Issues Converting lit_model.pth to Huggingface Format Using convert_from_litgpt
Hello,
I have been using litgpt to pretrain a model, which produces a lit_model.pth file. This model functions correctly when loaded with LLM.load() for inference.
However, when I attempt to convert this model to the Huggingface format using the convert_from_litgpt script provided by litgpt, it outputs a model.pth file.
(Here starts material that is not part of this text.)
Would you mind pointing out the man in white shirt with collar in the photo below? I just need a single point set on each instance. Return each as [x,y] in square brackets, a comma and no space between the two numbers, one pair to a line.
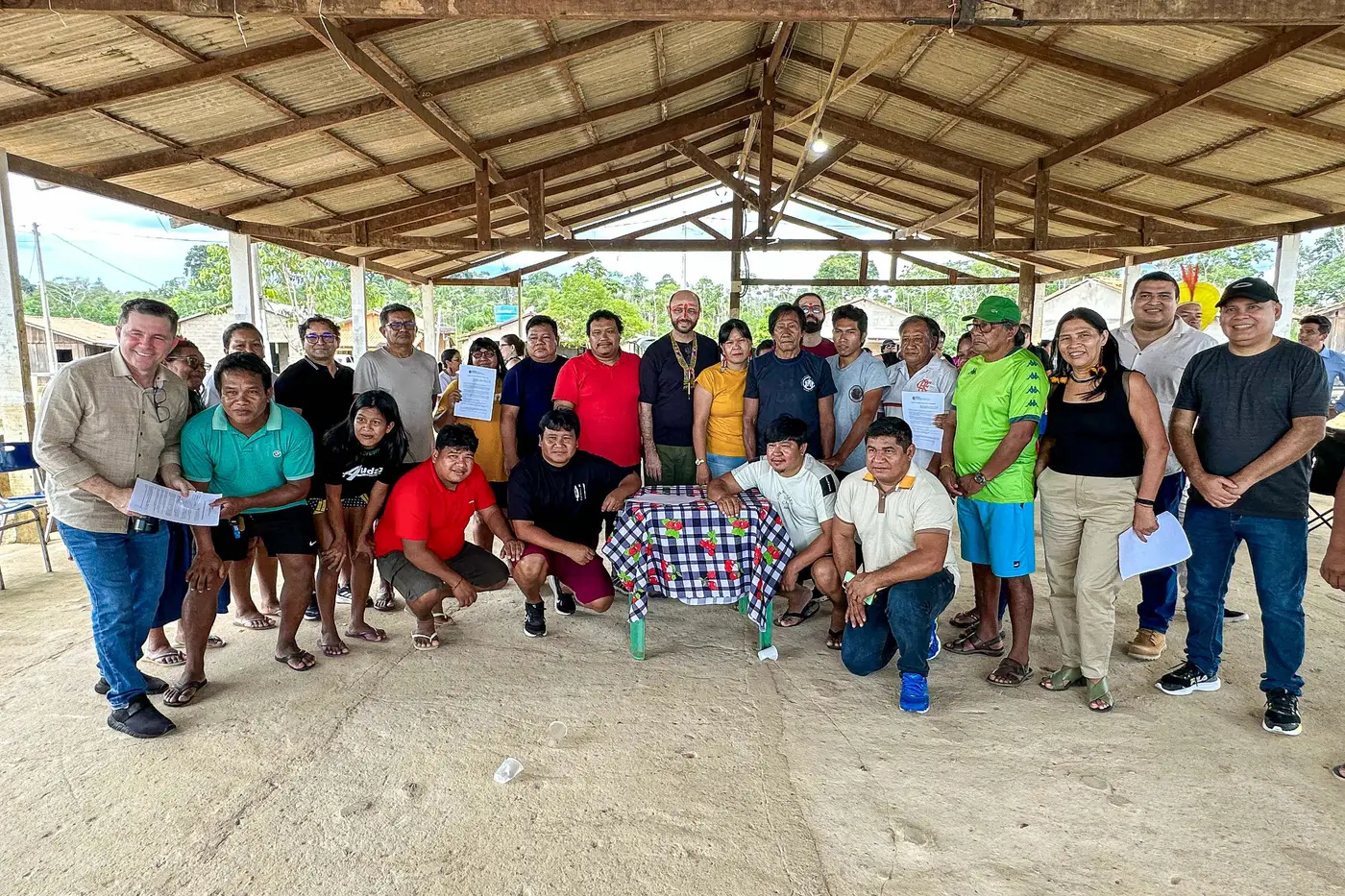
[1160,345]
[920,369]
[904,517]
This file doesn't meet Huggingface's expected format, and when I try to load it using Huggingface's tools, I receive the following error:
state_dict = torch.load("model.pth")
model = AutoModel.from_pretrained(
model_id, local_files_only=True, state_dict=state_dict
)
OSError: Error no file named pytorch_model.bin, model.safetensors, tf_model.h5, model.ckpt.index or flax_model.msgpack found in directory
I am unsure how to resolve this issue. Is there a step I'm missing in the conversion process, or is there a compatibility issue with the convert_from_litgpt script?
Additionally, I noticed that the .pth file obtained after training with lit-gpt is twice the size of the original model. Could you please explain why this is happening?
Thank you for your assistance.
Hello @Kidand
Could you verify that you did all the step from this tutorial?
Yes, I followed the tutorial. I noticed that after AutoModel.from_pretrained() reads the config.json file, it looks for model files like .bin and .safetensors but cannot properly load .pth files or state_dict. Why can't the converted files be in bin or safetensor format?
I am having the same problem, except that I copied the config file.
state_dict = torch.load("out/model.pth")
model = AutoModel.from_pretrained(
'out', local_files_only=True, state_dict=state_dict
)
the directory out contains model.pth, which is generated using the conversion file, and config.json, which I copied from the litgpt trained model directory.
i also got the error
OSError: Error no file named pytorch_model.bin, model.safetensors, tf_model.h5, model.ckpt.index or flax_model.msgpack found in directory xxx/out.
Is it possible to have a script that just converts to huggingface readable format directly?
Like appending this at the end of the original script.
state_dict = torch.load("out/model.pth")
model = AutoModel.from_pretrained(
'out', local_files_only=True, state_dict=state_dict
)
tokenizer.save_pretrained(path)
Yes, I guess we can do something like that.
cc @rasbt
any updates on this? I have
python=3.10.15 torch=2.4.1 transformers=4.46.3 for litgpt
>>> from importlib.metadata import version
>>> print(version("litgpt"))
0.5.3
my script for running litgpt pretrain --config config.yaml
model_name: mymodel
out_dir: out/custom-model
data:
class_path: litgpt.data.TextFiles
init_args:
train_data_path: mycorpus
tokenizer_dir: my_tokenizer
train:
max_tokens: 600_000_0
max_seq_length: 8192
micro_batch_size: 1
model_config:
## llama3.2 1b
block_size: 131072
padded_vocab_size: 128256
n_layer: 16
n_embd: 2048
n_head: 32
n_query_groups: 8
rotary_percentage: 1.0
parallel_residual: false
bias: false
norm_class_name: "RMSNorm"
mlp_class_name: "LLaMAMLP"
intermediate_size: 8192
rope_base: 500000
rope_adjustments:
factor: 32.0
low_freq_factor: 1.0
high_freq_factor: 4.0
original_max_seq_len: 8192
vocab_size: 115418
devices: 2
Same issue, is it simply impossible to load a trained model converted to hf format using AutoModel?